Die hohe Inflation setzt vor allem Menschen mit geringem Einkommen unter Druck. Eine Rentnerin ist auf einen Campingplatz gezogen, weil sie sich die Kosten für ihr Haus nicht mehr leisten konnte.

Magdeburg – Die Armut in Deutschland hat laut dem Paritätischen Gesamtverband ein Rekordniveau erreicht. 2021 sei die Armutsquote auf den Höchststand von 16,6 Prozent gestiegen. 13,8 Millionen Menschen müssen demnach hierzulande derzeit zu den Armen gerechnet werden, 600.000 mehr als vor der Pandemie.

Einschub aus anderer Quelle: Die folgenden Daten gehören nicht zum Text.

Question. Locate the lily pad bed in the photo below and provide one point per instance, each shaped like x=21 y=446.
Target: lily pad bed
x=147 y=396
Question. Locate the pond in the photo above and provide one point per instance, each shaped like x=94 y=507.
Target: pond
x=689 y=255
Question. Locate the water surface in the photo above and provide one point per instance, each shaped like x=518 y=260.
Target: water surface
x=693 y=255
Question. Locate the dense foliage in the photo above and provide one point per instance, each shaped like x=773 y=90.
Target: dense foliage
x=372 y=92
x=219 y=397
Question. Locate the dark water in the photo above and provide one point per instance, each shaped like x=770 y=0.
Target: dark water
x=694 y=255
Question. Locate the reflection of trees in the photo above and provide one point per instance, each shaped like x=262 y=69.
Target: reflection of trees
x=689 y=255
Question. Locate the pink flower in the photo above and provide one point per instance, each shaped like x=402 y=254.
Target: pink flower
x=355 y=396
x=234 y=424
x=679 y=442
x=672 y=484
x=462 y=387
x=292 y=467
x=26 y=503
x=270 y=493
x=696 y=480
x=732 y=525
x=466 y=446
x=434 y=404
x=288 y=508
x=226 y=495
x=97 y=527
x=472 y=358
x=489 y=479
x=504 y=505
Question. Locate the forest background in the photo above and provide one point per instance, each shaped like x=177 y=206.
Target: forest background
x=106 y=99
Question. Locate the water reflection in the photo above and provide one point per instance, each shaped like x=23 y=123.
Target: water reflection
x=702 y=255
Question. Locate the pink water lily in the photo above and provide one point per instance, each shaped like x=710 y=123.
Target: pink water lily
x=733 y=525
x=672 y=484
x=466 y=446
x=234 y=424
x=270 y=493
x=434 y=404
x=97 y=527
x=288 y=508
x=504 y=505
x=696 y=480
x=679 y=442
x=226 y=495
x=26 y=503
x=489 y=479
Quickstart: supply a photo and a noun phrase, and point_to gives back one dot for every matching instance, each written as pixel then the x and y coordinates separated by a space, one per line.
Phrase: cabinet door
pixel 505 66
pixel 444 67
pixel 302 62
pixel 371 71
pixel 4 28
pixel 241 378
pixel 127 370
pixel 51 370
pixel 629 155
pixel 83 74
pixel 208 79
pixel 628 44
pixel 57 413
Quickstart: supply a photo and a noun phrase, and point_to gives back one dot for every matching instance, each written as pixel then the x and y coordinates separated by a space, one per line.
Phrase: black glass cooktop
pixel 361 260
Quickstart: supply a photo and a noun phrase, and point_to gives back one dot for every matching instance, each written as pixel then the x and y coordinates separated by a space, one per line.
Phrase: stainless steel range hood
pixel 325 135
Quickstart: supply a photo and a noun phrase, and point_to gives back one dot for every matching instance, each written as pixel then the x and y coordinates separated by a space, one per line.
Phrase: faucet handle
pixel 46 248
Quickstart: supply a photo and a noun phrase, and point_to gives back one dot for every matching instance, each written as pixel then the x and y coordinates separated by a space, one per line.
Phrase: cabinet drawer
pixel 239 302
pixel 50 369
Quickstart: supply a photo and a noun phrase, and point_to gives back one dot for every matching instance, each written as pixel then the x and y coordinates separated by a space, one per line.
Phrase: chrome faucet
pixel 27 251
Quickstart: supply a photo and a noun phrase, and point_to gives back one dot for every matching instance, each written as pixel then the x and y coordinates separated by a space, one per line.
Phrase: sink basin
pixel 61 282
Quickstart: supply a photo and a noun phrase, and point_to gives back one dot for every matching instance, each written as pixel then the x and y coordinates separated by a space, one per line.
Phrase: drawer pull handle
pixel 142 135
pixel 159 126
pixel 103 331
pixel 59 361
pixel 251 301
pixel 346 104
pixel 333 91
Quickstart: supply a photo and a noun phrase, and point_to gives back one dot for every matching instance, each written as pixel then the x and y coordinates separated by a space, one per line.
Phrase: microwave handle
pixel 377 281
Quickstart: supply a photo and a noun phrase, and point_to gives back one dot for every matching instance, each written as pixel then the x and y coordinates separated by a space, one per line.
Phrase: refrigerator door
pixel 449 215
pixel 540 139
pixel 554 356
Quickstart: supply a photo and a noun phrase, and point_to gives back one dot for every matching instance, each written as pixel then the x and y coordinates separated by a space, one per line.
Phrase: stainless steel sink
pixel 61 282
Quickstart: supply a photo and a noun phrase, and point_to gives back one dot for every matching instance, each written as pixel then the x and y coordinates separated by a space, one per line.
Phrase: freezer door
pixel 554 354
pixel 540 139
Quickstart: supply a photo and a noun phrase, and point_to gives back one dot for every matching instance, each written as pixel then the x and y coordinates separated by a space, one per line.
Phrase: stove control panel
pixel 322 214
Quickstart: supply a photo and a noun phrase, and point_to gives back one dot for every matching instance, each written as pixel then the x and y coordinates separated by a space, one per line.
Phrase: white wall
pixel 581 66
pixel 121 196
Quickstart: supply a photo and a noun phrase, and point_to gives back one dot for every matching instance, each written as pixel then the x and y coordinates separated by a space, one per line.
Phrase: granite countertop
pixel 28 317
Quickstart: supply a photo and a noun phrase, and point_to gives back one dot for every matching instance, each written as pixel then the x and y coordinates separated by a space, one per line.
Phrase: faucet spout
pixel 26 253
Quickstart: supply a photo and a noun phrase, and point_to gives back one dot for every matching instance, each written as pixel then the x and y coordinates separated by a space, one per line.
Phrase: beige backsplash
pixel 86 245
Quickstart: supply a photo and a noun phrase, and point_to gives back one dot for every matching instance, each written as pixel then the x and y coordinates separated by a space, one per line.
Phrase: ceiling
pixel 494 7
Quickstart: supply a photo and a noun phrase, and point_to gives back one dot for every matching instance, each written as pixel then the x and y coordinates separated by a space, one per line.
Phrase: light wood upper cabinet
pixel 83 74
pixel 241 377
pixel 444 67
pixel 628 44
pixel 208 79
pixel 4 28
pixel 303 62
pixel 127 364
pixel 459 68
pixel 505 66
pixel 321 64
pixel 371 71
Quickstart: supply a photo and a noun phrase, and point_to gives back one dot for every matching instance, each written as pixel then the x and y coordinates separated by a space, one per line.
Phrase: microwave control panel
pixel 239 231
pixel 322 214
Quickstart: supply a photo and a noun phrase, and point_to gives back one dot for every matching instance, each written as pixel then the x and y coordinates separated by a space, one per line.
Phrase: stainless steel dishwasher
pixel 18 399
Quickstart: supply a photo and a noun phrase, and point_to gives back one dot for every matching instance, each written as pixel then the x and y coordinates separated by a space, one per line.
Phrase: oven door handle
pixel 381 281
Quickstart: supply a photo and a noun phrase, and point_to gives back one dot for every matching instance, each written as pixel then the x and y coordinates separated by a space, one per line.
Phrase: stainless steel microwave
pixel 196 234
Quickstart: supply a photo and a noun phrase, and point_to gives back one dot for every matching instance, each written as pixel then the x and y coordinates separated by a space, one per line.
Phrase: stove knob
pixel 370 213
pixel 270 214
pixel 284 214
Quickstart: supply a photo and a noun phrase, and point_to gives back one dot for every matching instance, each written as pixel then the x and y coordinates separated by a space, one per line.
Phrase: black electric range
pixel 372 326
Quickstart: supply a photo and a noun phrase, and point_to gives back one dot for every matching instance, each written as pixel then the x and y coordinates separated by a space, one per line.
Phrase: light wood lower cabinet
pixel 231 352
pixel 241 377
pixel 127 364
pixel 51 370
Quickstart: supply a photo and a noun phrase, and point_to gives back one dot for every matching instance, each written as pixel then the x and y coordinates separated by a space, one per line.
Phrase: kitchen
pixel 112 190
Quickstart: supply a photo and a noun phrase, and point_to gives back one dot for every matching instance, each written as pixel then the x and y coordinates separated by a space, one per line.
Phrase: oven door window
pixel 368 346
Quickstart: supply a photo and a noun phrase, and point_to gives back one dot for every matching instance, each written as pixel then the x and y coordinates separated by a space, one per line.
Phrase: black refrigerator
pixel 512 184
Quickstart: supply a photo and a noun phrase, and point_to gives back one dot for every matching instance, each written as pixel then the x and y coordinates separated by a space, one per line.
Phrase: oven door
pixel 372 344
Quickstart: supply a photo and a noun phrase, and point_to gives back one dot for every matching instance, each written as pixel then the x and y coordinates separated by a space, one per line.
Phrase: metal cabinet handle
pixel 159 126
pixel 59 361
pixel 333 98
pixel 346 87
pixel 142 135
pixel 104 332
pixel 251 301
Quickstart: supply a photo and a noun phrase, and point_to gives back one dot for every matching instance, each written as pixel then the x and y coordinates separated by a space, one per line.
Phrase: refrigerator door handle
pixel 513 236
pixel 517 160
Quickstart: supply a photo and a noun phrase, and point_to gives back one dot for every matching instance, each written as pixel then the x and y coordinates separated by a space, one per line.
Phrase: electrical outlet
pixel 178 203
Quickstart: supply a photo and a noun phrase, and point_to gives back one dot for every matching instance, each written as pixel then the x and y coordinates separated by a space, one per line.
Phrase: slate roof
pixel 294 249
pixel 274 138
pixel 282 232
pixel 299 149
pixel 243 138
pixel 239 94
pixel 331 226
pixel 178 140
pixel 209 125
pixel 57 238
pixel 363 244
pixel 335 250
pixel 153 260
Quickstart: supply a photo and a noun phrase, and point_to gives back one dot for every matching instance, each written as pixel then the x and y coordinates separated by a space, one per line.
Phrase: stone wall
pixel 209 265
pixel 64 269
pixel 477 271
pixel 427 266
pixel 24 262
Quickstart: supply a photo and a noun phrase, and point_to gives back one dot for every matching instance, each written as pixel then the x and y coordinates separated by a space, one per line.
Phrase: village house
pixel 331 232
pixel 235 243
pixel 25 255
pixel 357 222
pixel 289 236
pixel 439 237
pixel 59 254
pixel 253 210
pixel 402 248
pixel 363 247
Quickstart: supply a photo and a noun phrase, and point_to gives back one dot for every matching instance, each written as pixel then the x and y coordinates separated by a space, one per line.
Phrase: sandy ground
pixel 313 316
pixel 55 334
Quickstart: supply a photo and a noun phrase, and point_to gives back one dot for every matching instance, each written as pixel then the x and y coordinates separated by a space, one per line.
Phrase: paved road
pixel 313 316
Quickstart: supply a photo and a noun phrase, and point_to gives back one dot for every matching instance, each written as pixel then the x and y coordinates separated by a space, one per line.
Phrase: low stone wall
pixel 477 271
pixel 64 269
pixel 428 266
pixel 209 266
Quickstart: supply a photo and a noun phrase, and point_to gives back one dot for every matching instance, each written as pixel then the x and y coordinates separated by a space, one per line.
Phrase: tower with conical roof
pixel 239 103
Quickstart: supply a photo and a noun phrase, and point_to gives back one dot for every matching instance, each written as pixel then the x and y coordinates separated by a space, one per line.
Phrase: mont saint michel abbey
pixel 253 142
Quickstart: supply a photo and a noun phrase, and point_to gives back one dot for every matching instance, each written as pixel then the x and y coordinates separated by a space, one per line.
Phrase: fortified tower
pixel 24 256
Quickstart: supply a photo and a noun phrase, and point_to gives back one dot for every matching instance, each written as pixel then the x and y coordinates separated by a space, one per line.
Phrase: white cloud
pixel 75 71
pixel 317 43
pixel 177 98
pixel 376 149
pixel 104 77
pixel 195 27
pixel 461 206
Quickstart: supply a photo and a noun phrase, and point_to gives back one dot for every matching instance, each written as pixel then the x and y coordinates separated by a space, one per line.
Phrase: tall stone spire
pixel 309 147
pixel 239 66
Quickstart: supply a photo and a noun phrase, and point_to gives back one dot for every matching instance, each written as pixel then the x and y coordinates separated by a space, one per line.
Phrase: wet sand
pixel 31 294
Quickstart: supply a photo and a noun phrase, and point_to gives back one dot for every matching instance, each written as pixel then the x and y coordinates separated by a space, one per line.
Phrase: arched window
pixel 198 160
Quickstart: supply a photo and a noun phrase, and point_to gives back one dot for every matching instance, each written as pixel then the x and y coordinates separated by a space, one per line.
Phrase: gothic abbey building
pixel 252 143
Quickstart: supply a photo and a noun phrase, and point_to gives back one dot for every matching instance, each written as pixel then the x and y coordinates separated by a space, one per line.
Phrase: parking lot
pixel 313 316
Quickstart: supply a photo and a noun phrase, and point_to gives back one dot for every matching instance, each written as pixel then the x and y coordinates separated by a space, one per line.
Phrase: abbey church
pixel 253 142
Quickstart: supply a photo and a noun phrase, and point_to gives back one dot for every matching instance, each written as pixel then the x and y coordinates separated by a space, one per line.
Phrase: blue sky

Wegen der hohen Inflation sei laut Verband mit einer weiteren Verschärfung der Lage zu rechnen. Neben steigenden Lebensmittel- und Energiepreisen setzen auch höhere Mieten Menschen mit geringem Einkommen unter Druck. Besonders betroffen sind Familien, Hartz-IV-Empfänger und Rentner.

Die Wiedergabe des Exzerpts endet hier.